Requires highspy for the MILP master:

pip install highspy

# Compare reformulation methods on a disjunctive problem
def build_disjunctive_mbigm():
    m = dm.Model("mbigm_demo")
    x = m.continuous("x", lb=0, ub=10)
    y = m.continuous("y", lb=0, ub=10)

    d1 = m.make_disjunct("low_x")
    d1.subject_to(x <= 3)
    d1.subject_to(y >= 2)

    d2 = m.make_disjunct("high_x")
    d2.subject_to(x >= 7)
    d2.subject_to(y <= 5)

    m.add_disjunction([d1, d2])
    m.minimize(x**2 + y**2)
    return m


print("Solving with big-M:")
r1 = build_disjunctive_mbigm().solve(gdp_method="big-m")
print(f"  Status: {r1.status}  Objective: {r1.objective:.4f}")

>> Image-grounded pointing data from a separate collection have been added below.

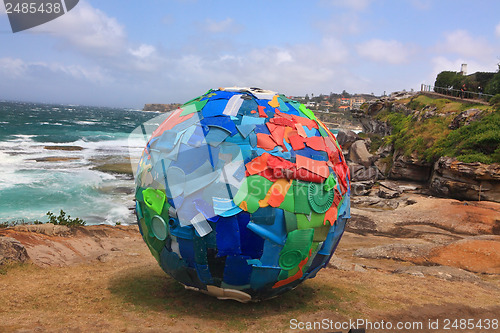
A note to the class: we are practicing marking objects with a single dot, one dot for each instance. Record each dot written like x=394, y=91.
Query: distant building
x=463, y=69
x=354, y=102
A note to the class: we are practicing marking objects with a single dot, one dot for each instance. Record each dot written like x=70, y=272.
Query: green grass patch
x=430, y=138
x=477, y=142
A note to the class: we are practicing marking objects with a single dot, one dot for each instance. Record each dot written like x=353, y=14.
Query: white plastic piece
x=201, y=225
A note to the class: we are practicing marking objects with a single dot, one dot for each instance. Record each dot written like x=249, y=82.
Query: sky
x=125, y=53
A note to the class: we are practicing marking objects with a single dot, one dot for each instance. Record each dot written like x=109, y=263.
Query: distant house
x=354, y=102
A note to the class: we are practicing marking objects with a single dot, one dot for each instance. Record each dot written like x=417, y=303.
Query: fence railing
x=456, y=92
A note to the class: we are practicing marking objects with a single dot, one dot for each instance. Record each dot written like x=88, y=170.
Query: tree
x=448, y=79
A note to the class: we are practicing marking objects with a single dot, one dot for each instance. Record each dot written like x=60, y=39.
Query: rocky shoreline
x=446, y=177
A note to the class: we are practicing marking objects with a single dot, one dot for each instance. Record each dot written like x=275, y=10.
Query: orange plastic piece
x=258, y=164
x=316, y=143
x=288, y=131
x=274, y=102
x=331, y=215
x=305, y=121
x=262, y=114
x=300, y=130
x=318, y=167
x=265, y=141
x=278, y=191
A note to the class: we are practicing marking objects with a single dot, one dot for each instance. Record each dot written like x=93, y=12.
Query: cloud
x=357, y=5
x=421, y=4
x=11, y=67
x=225, y=26
x=441, y=63
x=340, y=24
x=143, y=51
x=89, y=30
x=391, y=51
x=461, y=43
x=18, y=68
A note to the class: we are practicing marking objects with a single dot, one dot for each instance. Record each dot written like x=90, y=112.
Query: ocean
x=48, y=160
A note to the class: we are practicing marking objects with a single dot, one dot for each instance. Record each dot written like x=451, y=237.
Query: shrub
x=62, y=219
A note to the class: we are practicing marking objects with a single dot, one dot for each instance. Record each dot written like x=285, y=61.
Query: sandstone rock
x=374, y=202
x=358, y=153
x=387, y=193
x=410, y=168
x=465, y=118
x=345, y=139
x=12, y=250
x=371, y=173
x=466, y=181
x=401, y=252
x=385, y=150
x=45, y=229
x=375, y=126
x=441, y=272
x=361, y=187
x=343, y=265
x=475, y=254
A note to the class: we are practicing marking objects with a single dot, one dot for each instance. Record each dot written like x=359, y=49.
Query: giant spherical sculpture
x=242, y=194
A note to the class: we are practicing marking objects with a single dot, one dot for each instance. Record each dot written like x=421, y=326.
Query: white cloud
x=16, y=68
x=441, y=63
x=352, y=4
x=340, y=24
x=461, y=43
x=421, y=4
x=391, y=51
x=228, y=26
x=11, y=67
x=143, y=51
x=88, y=29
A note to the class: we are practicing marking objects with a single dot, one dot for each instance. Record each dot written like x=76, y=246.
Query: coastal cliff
x=449, y=147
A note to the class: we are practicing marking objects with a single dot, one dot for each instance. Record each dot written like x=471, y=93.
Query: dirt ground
x=103, y=279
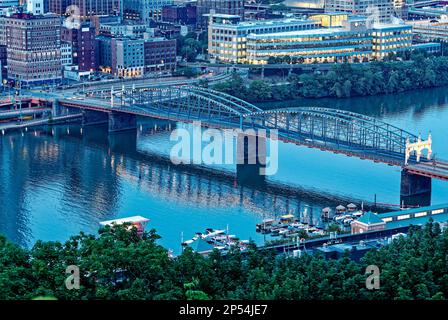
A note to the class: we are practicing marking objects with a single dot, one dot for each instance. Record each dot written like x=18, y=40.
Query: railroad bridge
x=337, y=131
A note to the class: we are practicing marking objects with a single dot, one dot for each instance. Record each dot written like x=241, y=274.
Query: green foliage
x=345, y=80
x=119, y=264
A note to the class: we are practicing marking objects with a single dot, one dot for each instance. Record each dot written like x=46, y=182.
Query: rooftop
x=416, y=210
x=320, y=31
x=390, y=26
x=370, y=218
x=134, y=219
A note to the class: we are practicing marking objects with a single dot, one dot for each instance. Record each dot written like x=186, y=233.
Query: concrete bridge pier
x=90, y=117
x=119, y=121
x=415, y=190
x=251, y=159
x=123, y=141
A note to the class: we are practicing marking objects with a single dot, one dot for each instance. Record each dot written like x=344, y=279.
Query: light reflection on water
x=57, y=182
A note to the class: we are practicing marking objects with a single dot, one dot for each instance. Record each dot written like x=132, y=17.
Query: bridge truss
x=324, y=128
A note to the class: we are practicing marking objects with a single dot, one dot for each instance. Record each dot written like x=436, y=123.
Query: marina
x=204, y=243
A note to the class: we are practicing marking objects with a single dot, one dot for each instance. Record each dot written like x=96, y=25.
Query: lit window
x=420, y=214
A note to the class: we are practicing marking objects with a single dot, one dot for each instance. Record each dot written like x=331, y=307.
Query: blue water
x=56, y=182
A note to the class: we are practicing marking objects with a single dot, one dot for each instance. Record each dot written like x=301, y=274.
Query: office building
x=84, y=47
x=182, y=14
x=33, y=47
x=144, y=10
x=228, y=34
x=35, y=7
x=390, y=38
x=427, y=30
x=226, y=7
x=9, y=3
x=351, y=43
x=66, y=54
x=377, y=10
x=86, y=8
x=160, y=55
x=127, y=57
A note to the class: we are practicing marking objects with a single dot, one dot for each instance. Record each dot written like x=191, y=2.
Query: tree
x=260, y=91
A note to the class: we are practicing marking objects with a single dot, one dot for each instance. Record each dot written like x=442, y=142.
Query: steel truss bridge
x=327, y=129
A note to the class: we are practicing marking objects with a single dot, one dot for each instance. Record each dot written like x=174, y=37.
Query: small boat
x=287, y=218
x=340, y=218
x=357, y=214
x=138, y=222
x=211, y=233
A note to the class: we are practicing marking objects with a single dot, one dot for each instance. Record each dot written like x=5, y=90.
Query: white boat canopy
x=132, y=220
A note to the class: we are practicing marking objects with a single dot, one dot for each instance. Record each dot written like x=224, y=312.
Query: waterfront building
x=33, y=47
x=35, y=7
x=84, y=46
x=428, y=47
x=86, y=8
x=127, y=57
x=123, y=29
x=228, y=34
x=182, y=14
x=132, y=57
x=368, y=222
x=352, y=42
x=226, y=7
x=66, y=53
x=144, y=10
x=377, y=10
x=160, y=55
x=427, y=30
x=104, y=53
x=9, y=3
x=390, y=38
x=3, y=62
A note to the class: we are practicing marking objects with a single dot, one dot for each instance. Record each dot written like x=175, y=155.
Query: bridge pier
x=123, y=141
x=90, y=117
x=415, y=190
x=119, y=121
x=251, y=158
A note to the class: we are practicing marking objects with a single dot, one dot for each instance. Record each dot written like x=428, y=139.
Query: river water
x=56, y=182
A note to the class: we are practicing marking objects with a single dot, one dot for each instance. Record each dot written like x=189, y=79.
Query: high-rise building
x=84, y=46
x=33, y=47
x=160, y=55
x=8, y=3
x=144, y=10
x=183, y=14
x=230, y=7
x=35, y=7
x=127, y=57
x=377, y=10
x=86, y=8
x=66, y=53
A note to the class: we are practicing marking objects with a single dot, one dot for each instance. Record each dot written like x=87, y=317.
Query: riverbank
x=139, y=268
x=344, y=81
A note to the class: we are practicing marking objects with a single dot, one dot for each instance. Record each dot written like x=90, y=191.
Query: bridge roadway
x=433, y=169
x=320, y=128
x=23, y=112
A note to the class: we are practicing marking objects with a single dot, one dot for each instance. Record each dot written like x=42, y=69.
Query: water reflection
x=58, y=181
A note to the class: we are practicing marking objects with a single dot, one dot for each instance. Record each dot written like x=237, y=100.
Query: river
x=58, y=181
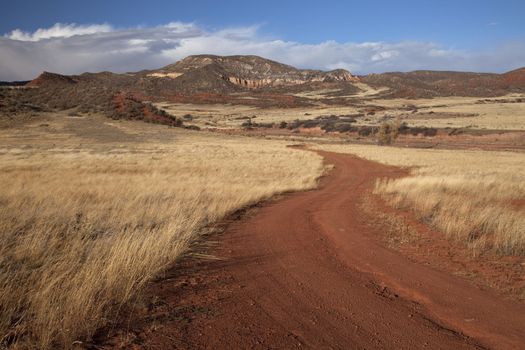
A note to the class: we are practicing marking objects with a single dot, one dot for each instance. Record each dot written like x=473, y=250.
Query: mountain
x=424, y=84
x=250, y=72
x=243, y=80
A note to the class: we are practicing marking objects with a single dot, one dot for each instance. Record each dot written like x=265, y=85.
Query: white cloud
x=73, y=49
x=59, y=30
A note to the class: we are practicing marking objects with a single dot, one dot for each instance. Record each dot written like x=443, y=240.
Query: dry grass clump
x=84, y=230
x=472, y=196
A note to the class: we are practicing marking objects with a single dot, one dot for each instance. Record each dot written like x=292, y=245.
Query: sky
x=72, y=37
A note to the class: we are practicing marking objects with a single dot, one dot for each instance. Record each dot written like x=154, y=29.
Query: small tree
x=388, y=132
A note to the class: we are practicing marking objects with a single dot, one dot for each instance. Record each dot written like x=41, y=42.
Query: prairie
x=476, y=197
x=502, y=113
x=89, y=216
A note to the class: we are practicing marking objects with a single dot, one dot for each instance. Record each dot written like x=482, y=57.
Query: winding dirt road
x=308, y=271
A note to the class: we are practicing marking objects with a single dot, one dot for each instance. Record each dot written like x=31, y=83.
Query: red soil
x=309, y=271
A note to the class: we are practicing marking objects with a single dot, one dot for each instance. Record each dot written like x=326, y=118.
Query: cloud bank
x=73, y=49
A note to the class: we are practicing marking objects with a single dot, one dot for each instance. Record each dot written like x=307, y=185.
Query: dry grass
x=475, y=197
x=454, y=112
x=83, y=229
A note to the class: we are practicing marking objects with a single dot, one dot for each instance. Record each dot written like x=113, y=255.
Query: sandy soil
x=309, y=271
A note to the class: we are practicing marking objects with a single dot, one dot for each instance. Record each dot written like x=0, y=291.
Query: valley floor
x=310, y=271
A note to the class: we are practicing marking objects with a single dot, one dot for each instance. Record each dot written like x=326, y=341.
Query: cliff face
x=252, y=72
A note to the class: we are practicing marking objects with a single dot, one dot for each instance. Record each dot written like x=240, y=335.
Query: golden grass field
x=476, y=197
x=500, y=113
x=93, y=209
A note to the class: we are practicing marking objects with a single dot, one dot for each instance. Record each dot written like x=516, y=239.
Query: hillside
x=247, y=80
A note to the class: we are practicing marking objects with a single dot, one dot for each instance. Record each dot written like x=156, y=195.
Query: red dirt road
x=308, y=271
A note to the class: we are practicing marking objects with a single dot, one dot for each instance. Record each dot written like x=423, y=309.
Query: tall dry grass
x=477, y=197
x=84, y=230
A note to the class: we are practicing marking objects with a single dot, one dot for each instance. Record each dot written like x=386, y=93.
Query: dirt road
x=308, y=271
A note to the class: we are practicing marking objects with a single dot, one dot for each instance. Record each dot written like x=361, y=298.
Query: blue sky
x=363, y=36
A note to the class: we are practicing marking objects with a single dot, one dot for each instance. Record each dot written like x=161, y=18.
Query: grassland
x=502, y=113
x=91, y=210
x=476, y=197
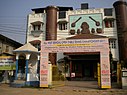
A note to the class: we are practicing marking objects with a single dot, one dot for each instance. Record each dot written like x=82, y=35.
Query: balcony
x=36, y=33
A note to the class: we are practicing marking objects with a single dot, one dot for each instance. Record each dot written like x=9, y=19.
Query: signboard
x=83, y=45
x=44, y=70
x=86, y=23
x=7, y=63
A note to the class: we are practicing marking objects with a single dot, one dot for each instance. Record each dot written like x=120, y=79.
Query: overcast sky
x=13, y=13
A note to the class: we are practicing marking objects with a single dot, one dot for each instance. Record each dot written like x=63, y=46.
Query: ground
x=69, y=88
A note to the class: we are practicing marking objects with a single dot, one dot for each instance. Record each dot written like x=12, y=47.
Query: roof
x=26, y=48
x=86, y=36
x=60, y=8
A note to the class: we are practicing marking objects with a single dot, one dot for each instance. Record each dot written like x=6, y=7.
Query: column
x=27, y=58
x=70, y=69
x=16, y=72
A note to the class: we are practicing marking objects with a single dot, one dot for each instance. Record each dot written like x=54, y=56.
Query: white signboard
x=83, y=45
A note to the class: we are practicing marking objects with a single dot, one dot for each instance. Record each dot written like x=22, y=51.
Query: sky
x=13, y=13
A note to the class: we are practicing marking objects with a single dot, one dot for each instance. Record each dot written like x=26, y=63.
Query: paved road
x=68, y=88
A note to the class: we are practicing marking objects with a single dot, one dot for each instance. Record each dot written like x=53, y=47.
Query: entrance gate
x=81, y=45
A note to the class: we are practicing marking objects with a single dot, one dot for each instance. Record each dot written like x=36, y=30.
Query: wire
x=11, y=27
x=12, y=32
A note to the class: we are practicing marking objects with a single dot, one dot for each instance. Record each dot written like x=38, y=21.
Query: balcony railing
x=36, y=33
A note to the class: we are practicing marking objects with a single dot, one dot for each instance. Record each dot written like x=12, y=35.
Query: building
x=7, y=45
x=7, y=56
x=58, y=23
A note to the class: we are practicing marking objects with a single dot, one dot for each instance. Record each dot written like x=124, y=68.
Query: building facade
x=56, y=23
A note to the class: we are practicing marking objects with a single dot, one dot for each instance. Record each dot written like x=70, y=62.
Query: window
x=7, y=49
x=63, y=26
x=109, y=23
x=112, y=44
x=37, y=46
x=62, y=14
x=108, y=12
x=36, y=27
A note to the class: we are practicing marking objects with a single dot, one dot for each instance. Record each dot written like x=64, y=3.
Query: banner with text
x=83, y=45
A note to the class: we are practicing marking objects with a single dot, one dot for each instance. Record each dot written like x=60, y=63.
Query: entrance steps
x=18, y=83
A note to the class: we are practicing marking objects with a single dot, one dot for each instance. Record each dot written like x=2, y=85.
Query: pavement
x=63, y=88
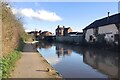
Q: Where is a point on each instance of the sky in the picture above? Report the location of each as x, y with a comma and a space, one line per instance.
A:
46, 16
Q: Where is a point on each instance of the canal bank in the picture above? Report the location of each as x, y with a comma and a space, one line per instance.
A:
33, 65
78, 62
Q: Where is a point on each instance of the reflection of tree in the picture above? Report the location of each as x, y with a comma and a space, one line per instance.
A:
104, 61
60, 51
45, 45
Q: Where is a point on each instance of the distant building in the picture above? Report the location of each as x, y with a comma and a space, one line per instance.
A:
59, 31
62, 31
46, 33
75, 34
106, 29
67, 31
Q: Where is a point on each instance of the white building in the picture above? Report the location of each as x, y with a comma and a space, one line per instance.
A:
107, 29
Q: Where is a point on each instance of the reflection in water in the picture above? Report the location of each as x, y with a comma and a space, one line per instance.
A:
60, 51
104, 61
77, 62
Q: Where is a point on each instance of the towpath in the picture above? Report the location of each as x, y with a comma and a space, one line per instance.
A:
32, 65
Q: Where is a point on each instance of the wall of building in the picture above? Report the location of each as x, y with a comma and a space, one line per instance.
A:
69, 39
88, 33
109, 32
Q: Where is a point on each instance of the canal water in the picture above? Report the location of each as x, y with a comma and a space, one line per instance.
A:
77, 62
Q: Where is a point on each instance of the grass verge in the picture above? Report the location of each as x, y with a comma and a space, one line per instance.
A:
7, 63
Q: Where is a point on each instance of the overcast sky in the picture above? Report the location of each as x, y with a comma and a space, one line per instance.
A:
46, 16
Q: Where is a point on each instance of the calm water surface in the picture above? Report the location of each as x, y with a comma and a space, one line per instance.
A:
75, 62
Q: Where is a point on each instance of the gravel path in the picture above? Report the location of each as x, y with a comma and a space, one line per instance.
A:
32, 65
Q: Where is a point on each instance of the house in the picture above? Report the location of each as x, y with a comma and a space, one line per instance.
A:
75, 34
62, 31
59, 31
67, 31
106, 29
46, 33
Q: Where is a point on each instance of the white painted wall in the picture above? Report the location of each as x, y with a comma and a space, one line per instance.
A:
110, 29
88, 33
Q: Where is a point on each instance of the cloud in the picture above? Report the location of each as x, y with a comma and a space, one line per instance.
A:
38, 14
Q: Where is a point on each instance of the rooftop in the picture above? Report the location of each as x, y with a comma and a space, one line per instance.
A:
114, 19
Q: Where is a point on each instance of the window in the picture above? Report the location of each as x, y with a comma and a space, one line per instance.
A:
90, 38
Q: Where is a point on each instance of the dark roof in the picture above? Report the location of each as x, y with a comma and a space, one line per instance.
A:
79, 33
73, 33
114, 19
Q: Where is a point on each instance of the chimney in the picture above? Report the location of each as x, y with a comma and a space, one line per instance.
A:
63, 26
108, 15
58, 26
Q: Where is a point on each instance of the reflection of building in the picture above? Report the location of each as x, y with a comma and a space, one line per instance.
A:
105, 63
60, 51
44, 45
106, 29
62, 31
46, 33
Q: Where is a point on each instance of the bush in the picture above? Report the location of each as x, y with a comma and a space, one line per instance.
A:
7, 63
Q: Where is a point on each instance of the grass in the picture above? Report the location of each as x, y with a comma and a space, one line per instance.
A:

print("Solving with multiple big-M (LP-tightened):")
r2 = build_disjunctive_mbigm().solve(gdp_method="mbigm")
print(f"  Status: {r2.status}  Objective: {r2.objective:.4f}")

print("Solving with convex hull:")
r3 = build_disjunctive_mbigm().solve(gdp_method="hull")
print(f"  Status: {r3.status}  Objective: {r3.objective:.4f}")

# LOA requires highspy:
# print("Solving with LOA:")
# r4 = build_disjunctive_mbigm().solve(gdp_method="loa")
# print(f"  Status: {r4.status}  Objective: {r4.objective:.4f}")

Solving with big-M:

  Status: optimal  Objective: 4.0000
Solving with multiple big-M (LP-tightened):
  Status: optimal  Objective: 4.0000
Solving with convex hull:
  Status: optimal  Objective: 4.0000

All four methods should produce the same optimal objective value, though the number of nodes explored and solve time may differ. For problems where the big-M constants are very loose, mbigm or hull typically requires fewer B&B nodes. loa is effective when the linear relaxation is strong but the NLP subproblems are easy to solve.

Summary#

discopt’s GDP support lets you model discrete-continuous optimization problems naturally:

Method	Use case
`m.either_or(disjuncts)`	Exactly one group of constraints must hold
`m.if_then(y, constraints)`	Constraints active only when \(y = 1\)
`m.implies(y1, y2)`	\(y_1 \Rightarrow y_2\) (precedence)
`m.iff(y1, y2)`	\(y_1 \Leftrightarrow y_2\) (equivalence)
`m.at_least(k, binaries)`	At least \(k\) selected
`m.at_most(k, binaries)`	At most \(k\) selected
`m.exactly(k, binaries)`	Exactly \(k\) selected

These high-level constructs are automatically reformulated into MINLP form and solved via spatial Branch & Bound.

`gdp_method=`	Description
`"big-m"` (default)	Standard big-M relaxation
`"mbigm"`	LP-tightened per-constraint big-M constants
`"hull"`	Convex hull reformulation (tightest, more variables)
`"loa"`	Logic-based Outer Approximation (requires `highspy`)

References#

Raman and Grossmann [1994] – Modelling and computational techniques for logic-based integer programming.
Lee and Grossmann [2000] – New algorithms for nonlinear generalized disjunctive programming.
Trespalacios and Grossmann [2015] – Review of mixed-integer nonlinear and generalized disjunctive programming methods.
Sawaya and Grossmann [2005] – Reformulations, relaxations and cutting planes for GDP.
Grossmann [2021] – Advanced optimization textbook covering GDP theory.
Türkay and Grossmann [1996] – Logic-based Outer Approximation algorithm for MINLP.
Anderson et al. [2020] – Strong MILP formulations for trained neural networks.